Selain itu, anggota DPR Young Kim dan Michael McCaul juga turut mengusulkan amandemen, meminta cabang eksekutif menjelaskan alasan keterlambatan pengiriman penjualan senjata ke Taiwan dan mempercepat pengiriman.
Setelah melalui beberapa hari debat dan pemungutan suara yang panjang, DPR AS mengesahkan Undang-Undang Otorisasi Pertahanan Nasional untuk Tahun Anggaran 2023 (NDAA FY23) dengan 329 suara mendukung, dan 101 suara menentang pada 14 Juli malam.
Namun, Ami Bera melalui cuitan di Twitternya mengemukakan, “Undang-Undang Perdamaian dan Stabilitas Taiwan” yang diusulkan oleh dirinya telah lolos pemungutan suara pertama pada 13 Juli malam, sebagai bagian dari amandemen Undang-Undang Otorisasi Pertahanan Nasional tahunan, “UU bipartisan ini memperkuat kemitraan AS-Taiwan, serta memperkuat intimidasi atas tekanan pemerintah Beijing terhadap Taiwan.”
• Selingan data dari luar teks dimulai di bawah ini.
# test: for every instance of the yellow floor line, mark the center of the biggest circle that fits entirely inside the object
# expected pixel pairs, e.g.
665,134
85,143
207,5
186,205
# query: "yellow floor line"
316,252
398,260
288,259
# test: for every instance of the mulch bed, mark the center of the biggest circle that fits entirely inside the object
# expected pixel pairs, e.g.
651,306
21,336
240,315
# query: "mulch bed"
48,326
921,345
Ami Bera dan anggota DPR Partai Republik, Steve Chabot mengusulkan “Undang-Undang Perdamaian dan Stabilitas Taiwan”, dan meminta pemerintah Joe Biden untuk menyerahkan laporan strategi pemerintah secara keseluruhan dalam kurun waktu 90 hari, memperkuat pencegahan terhadap konflik lintas selat, dan berfokus pada kerja sama dengan mitra sekutu. RUU tersebut juga mengharuskan badan-badan pemerintahan AS untuk menganalisis metode-metode untuk membantu ekonomi dan ekspansi Taiwan.
Anggota DPR Young Kim menyebutkan, RUU yang diusulkan bersama dengan Anggota Partai Republik dari Komite Urusan Luar Negeri Dewan Perwakilan AS, Michael McCaul, disetujui oleh mayoritas anggota parlemen, menuntut pemerintahan Presiden AS, Joe Biden dapat memberikan penjelasan kepada Kongres atas isu pengiriman senjata AS ke Taiwan dan sekutu Indo-Pasifik yang tertunda, serta memikirkan cara untuk mempercepat pengiriman senjata.
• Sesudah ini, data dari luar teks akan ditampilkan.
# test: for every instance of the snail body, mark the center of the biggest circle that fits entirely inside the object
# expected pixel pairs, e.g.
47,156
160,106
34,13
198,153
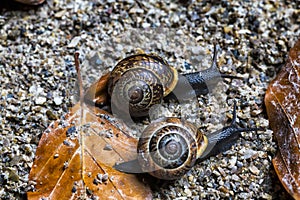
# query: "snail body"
169,147
140,81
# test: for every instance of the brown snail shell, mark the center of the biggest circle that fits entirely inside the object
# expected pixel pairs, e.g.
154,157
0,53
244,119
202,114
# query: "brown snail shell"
141,81
169,147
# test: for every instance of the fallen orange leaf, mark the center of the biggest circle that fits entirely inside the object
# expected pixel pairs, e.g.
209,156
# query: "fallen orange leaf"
283,107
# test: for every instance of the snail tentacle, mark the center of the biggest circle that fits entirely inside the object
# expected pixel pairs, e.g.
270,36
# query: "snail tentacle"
221,140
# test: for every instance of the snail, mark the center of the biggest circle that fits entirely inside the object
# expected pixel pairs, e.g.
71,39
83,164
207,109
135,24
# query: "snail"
140,81
31,2
170,147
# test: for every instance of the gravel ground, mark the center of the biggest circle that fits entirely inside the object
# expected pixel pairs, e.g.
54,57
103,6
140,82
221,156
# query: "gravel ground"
38,75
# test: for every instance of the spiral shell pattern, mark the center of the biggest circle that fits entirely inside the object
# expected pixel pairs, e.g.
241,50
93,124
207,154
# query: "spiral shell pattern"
169,147
136,91
141,81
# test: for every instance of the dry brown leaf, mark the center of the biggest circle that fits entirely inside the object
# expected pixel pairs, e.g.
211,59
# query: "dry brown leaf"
283,107
73,153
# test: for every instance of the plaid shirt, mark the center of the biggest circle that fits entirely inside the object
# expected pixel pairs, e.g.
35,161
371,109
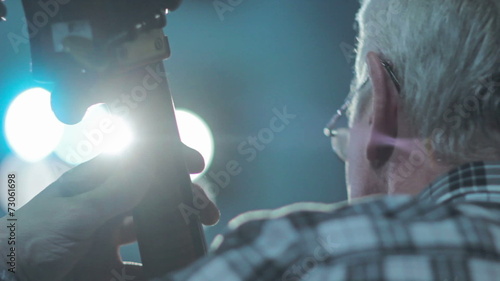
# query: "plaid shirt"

Menurut ringkasan UU Otorisasi Pertahanan Nasional yang dikeluarkan oleh DPR, dukungan RUU untuk Taiwan termasuk menegaskan kembali dukungan AS untuk pertahanan Taiwan; Menegaskan kembali jika Komando Indo-Pasifik AS tidak perlu khawatir dengan pihak Republik Rakyat Tiongkok (RRT), dan berhak untuk melakukan latihan bersama dengan Taiwan, serta mengundang Taiwan untuk turut berpartisipasi dalam Latihan RIMPAC, guna meningkatkan kesiapan militer Taiwan dan mengirim pesan ke pemerintah Beijing.
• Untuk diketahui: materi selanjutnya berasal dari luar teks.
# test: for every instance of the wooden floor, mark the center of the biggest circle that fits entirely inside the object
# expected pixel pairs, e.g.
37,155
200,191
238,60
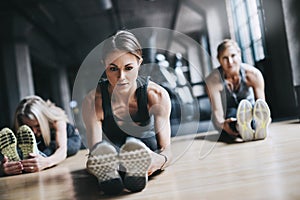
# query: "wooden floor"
203,169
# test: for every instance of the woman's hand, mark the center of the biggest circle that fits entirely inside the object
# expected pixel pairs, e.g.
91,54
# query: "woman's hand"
11,167
227,127
35,163
157,162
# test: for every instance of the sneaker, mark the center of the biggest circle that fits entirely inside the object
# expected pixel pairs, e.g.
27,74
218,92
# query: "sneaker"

RUU itu juga sepenuhnya mensponsori latihan militer sekutu dan mitra Pasifik dalam menanggapi Negeri Tirai Bambu, mendukung penilaian atas kemampuan pertahanan udara Taiwan, memberikan tanggapan dan saran guna melakukan perubahan sesegera mungkin, serta memperbarui status bantuan militer AS ke Taiwan secara rutin, dan mempercepat proses pengiriman.